Going Vegan? Here’s What You Should Know
Going Vegan? If you’re a new vegan, or interested in becoming one, you may be wondering where to start, or what should you eat, what are health benefits and side effects? Here below you can read all you should know about being a vegan.
What do vegans eat?
A vegan diet includes just about everything ( besides meat, of course!) you can imagine : beans, legumes like lentils, grains like rice, wheat and quinoa, baked goods and breads such as cookies, cakes, croissants and bagels, all veggies, squash (including pumpkin and butternut squash), fruits, nuts and sea vegetables such as seaweed, soy food products like edamame and tofu, meat substitutes such as veggie burgers and seitan, all oils, herbs and spices, most seasonings like soy sauce.
Focus on vitamins B and D
Vegans need to make sure they are consuming enough calcium, zinc, iron, vitamin D, and vitamin B12; nutrients that are more commonly found in animal products. It is possible to meet your needs of these nutrients with food, but supplements might be in order. For instance, we can find B12 only in nutritional yeast and B12-fortified food and vitamin D is only present in mushrooms.
Balance your diet properly
What many people don’t know is how to balance their vegan diet properly, because they often forget adequate plant sources of protein and eat way too many carbs. Quinoa has a surprising 8 grams of protein per cup, but it’s still way higher in carbohydrates (40 grams). So it’s not enough to consume loads of quinoa with edamame or a plate of pasta with some vegetables. Combinations of nuts, seeds, pulses, and whole grains, provide a good balance of macro and micro nutrients. And remember that vegan diet includes avocados and fruit, too, not just veggies.
Get enough protein
If you are veg-curious but afraid to stop eating meat because you’re not sure you’ll meet all your protein needs, fear not! Most vegans actually exceed their daily protein needs, because all plant foods, including fruits and veggies, have some protein in them. Beans, lentils, and peas are known as pulses and are rich in protein, and pea protein powder is a vegan-friendly option for smoothies. The recommended daily amount of protein is about 0.36 g for every pound of your weight.
When you start avoiding animal products you’ll find that it’s easier to stay slim as you’re not eating high amounts of saturated fats from dairy and meat products. Vegans usually have lower cholesterol levels, lower blood pressure, lower body mass indexes, lower risk of death from heart disease, lower rates of Type 2 diabetes, and lower overall cancer rates.

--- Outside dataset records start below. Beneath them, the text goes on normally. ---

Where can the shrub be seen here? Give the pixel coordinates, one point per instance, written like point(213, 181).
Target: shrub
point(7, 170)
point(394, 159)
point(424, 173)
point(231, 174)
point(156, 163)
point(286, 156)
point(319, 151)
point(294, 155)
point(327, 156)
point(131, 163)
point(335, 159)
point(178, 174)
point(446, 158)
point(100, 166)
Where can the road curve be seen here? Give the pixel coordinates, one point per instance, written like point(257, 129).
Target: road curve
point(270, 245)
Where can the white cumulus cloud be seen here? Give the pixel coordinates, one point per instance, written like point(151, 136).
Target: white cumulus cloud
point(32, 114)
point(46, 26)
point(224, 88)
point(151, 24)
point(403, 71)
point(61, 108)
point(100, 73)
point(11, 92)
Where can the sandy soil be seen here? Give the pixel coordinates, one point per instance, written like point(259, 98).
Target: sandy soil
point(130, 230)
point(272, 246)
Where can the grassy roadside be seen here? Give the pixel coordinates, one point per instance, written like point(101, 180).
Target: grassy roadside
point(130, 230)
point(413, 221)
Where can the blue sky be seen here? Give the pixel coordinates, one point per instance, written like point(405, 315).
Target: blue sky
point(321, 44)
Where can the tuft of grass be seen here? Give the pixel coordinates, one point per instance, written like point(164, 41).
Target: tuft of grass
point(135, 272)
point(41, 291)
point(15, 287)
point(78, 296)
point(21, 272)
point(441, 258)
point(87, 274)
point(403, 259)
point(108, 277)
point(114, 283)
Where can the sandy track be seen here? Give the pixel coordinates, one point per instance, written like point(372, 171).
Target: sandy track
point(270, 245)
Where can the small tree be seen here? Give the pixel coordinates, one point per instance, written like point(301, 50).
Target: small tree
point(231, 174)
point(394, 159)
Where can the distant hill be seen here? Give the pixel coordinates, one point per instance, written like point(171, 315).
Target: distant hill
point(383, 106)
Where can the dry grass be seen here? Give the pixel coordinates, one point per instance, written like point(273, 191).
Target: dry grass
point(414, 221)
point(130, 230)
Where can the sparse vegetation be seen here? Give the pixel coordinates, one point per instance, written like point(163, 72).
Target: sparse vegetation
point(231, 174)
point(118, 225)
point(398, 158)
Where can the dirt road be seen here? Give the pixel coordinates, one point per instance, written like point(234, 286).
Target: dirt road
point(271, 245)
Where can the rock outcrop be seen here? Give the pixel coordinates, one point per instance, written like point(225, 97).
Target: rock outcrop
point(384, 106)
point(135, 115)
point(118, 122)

Since fruits and veggies are high in super nutrients and many have anti-oxidant benefits, they can boost the immune system and help the body fight against many diseases.
Vegan diets tend to be low in high-quality protein. The vegan diet is mostly based on cabbage family, beans, lentils, and nuts. Their proteins are about 15 times lower in quality than the highest quality protein. Poor protein supply contributes to the harm done by toxins because the liver’s ability to detoxify them depends on good nutrition, especially good protein. Blacklisting some food groups interferes with our body’s communication system causing us not listen to our body’s signs. Any sign from our body is a good starting point because we have biological mechanisms for correcting specific nutritional deficiencies.